The unprecedented prediction accuracy of modern machine learning beckons for its application in a wide range of real-world applications, including autonomous robots, fine-grained computer vision, scientific experimental design, and many others. In order to create trustworthy AI systems, we must safeguard machine learning methods from catastrophic failures and provide calibrated uncertainty estimates. For example, we must account for the uncertainty and guarantee the performance for safety-critical systems, like autonomous driving and health care, before deploying them in the real world. A key challenge in such real-world applications is that the test cases are not well represented by the pre-collected training data. To properly leverage learning in such domains, especially safety-critical ones, we must go beyond the conventional learning paradigm of maximizing average prediction accuracy with generalization guarantees that rely on strong distributional relationships between training and test examples.
In this talk, I will describe a distributionally robust learning framework that offers accurate uncertainty estimation and rigorous guarantees under data distribution shift. This framework yields appropriately conservative yet still accurate predictions to guide real-world decision-making and is easily integrated with modern deep learning.
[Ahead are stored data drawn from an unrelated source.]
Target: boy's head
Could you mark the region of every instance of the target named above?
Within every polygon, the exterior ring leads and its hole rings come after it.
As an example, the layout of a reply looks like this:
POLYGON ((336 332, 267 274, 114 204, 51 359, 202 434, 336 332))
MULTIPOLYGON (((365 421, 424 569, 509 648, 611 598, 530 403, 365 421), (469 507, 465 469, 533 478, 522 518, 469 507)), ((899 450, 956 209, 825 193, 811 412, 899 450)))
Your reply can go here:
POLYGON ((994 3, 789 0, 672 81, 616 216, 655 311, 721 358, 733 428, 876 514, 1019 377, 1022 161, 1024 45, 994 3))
I will showcase the practicality of this framework in applications on agile robotic control and computer vision. I will also introduce a survey of other real-world applications that would benefit from this framework for future work.
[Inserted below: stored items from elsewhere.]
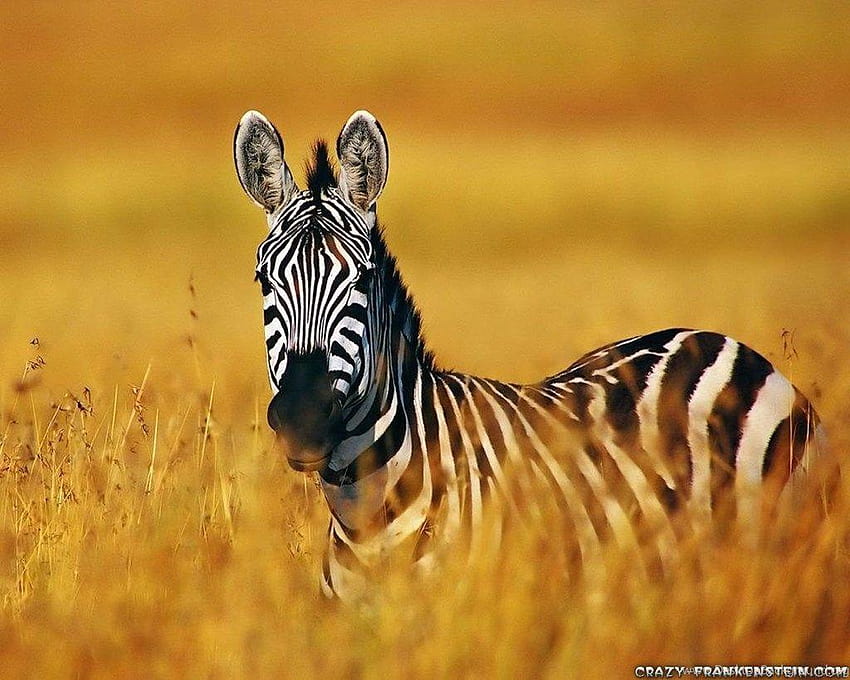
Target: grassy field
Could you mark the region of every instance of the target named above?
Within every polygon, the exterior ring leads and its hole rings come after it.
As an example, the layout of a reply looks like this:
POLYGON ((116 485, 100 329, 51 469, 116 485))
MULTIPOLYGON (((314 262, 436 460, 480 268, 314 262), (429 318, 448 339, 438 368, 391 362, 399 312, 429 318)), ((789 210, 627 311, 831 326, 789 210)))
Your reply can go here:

Anqi (Angie) Liu is an Assistant Professor in the Department of Computer Science at the Whiting School of Engineering of the Johns Hopkins University. She is broadly interested in developing principled machine learning algorithms for building more reliable, trustworthy, and human-compatible AI systems in the real world. Her research focuses on enabling the machine learning algorithms to be robust to the changing data and environments, to provide accurate and honest uncertainty estimates, and to consider human preferences and values in the interaction. She is particularly interested in high-stake applications that concern the safety and societal impact of AI. Previously, she completed her postdoc in the Department of Computing and Mathematical Sciences of the California Institute of Technology. She obtained her Ph.D. from the Department of Computer Science of the University of Illinois at Chicago. She has been selected as the 2020 EECS Rising Stars. Her publications appear in top machine learning conferences like NeurIPS, ICML, ICLR, AAAI, and AISTATS.